Regional Management Corp. (NYSE:RM) Q3 2023 Earnings Call Transcript

Unidentified Analyst: Okay. Great. And then I guess the other — maybe those other lines like expenses you’ve been pretty able to hold those expenses controls pretty well about the expense ratio. Just wondering, if there’s more kind of room to hold it if the expenses can you hold it kind of relatively fixed for a while?

Rob Beck: What I would tell you is, that we are laser-like focused that every dollar we spend, helps drive the business forward. And we’ve been strongly profitable in this environment and yet still investing in the business. And we will adjust the spending pattern as we need to continue to grow the business where growth is needed or to continue to drive operating leverage that we need to do overtime as well. So I can’t really give you any more guidance than that right now.
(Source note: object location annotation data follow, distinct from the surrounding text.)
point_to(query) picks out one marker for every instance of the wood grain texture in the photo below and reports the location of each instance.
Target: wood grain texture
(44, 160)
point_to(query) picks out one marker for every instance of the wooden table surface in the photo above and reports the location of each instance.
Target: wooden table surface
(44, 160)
Unidentified Analyst: Okay. Perfect. And last one for me. So the product mix has shifted. You’ve talked about high-quality loans doing more, auto-secured. And just wondering if that’s a trend that we should expect to continue? And if there’s any way — are there may be certain products you want to lean into more? Thank you.
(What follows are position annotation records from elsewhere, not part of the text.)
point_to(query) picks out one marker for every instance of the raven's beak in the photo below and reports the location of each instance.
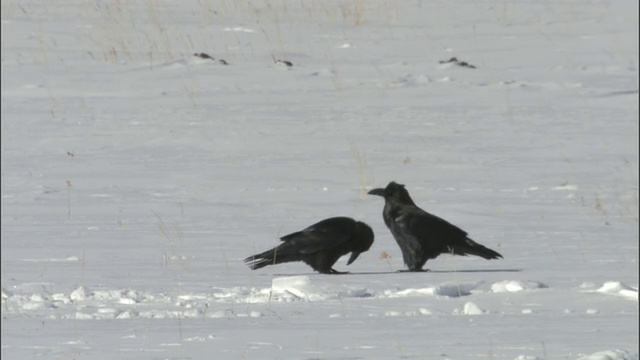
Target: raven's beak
(378, 191)
(353, 257)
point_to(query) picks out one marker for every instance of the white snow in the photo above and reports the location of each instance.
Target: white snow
(136, 177)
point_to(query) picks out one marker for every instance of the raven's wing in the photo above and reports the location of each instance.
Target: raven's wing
(429, 229)
(323, 235)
Rob Beck: Well, look, I think auto-secured is definitely one that we’ll continue to lean into and grow. And I kind of view that and we’ve said this before, kind of the one end of the barbell. We have our large loan products that are the bulk of our business now and that are performing well. And then we have the small loan business. And the small loan business is very attractive on a return basis. And you would have seen that we actually grew that this quarter sequentially, same as we did last year sequentially at this time. And part of that is, we — it was part of our tightening where we said, you know what, we have the opportunity instead of making a larger loan to some group of customers. We can give them a smaller loan, but charge them a little bit more because we perceive the risk to be higher.

So we risk based priced it and put on some more small loans. And effectively we think created a pretty good return on that growth that we did in the small loan book. So, there’s always that opportunity for us to lean in, where it’s attractive on small loans. We haven’t limited ourselves to a rate cap at 36%. So having the ability particularly in a rising rate environment or hopefully a flat rate environment, we’ll see how that turns out. Having that ability to lean back into those segments when it’s appropriate, is something that I think helps us stand out versus competitors.
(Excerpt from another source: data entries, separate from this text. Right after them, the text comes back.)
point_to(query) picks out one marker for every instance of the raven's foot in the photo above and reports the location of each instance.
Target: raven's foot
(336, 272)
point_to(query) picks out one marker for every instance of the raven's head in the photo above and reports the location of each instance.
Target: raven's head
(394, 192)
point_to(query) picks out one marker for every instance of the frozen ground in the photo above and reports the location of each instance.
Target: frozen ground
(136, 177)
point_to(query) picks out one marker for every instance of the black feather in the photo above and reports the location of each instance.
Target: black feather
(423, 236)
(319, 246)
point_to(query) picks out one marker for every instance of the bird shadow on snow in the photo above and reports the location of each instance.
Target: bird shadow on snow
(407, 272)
Unidentified Analyst: Great. Very helpful. Thank you.

Rob Beck: Great. Appreciate it.

Operator: [Operator Instructions] The next question is from Bill Dezellem with Tieton Capital. Please go ahead.

Bill Dezellem: Thank you. I like to kind of circle back to the comments that you just made here. You had some pretty significant small loan origination growth this quarter. What is that actually signaling to us, or what were you doing there? I think you started to allude to that in your last answer.

Rob Beck: Yeah. I think Bill as we look to put on high confidence growth, high confidence growth doesn’t just mean you put on larger loans with the highest risk ranks. You’ve got to look at it from a bottom-line return on a risk-based basis as well. And so when we were looking — and I give you an example, when you’re looking at whether it’s digital or a check or even a branch loan renewal on a branch, as we look at that and we’ve been staying focused on where we might reprice and we have this 1,500 line on small loans instead of giving somebody $2,000 or $2,500 below a 36% rate, we’re looking at the credit quality and say on the margin you know what, let’s give the person a $1,500 loan and maybe charge them a 43% rate because we believe that they’re a good credit on a relative basis and now we’ve got the pricing to make sure that we’ve got plenty of room and buffer built into the stresses on the model to be able to achieve our return hurdles.

So we — when we say a highest confidence asset, we’re looking at the highest confident asset on a marginal basis bottom line return. It’s not just necessarily putting on the highest FICO customer.

Blli Dezellem: And Rob taking that one step further said another way that’s the highest ROE customer? Or are you seeing — saying something slightly different than that?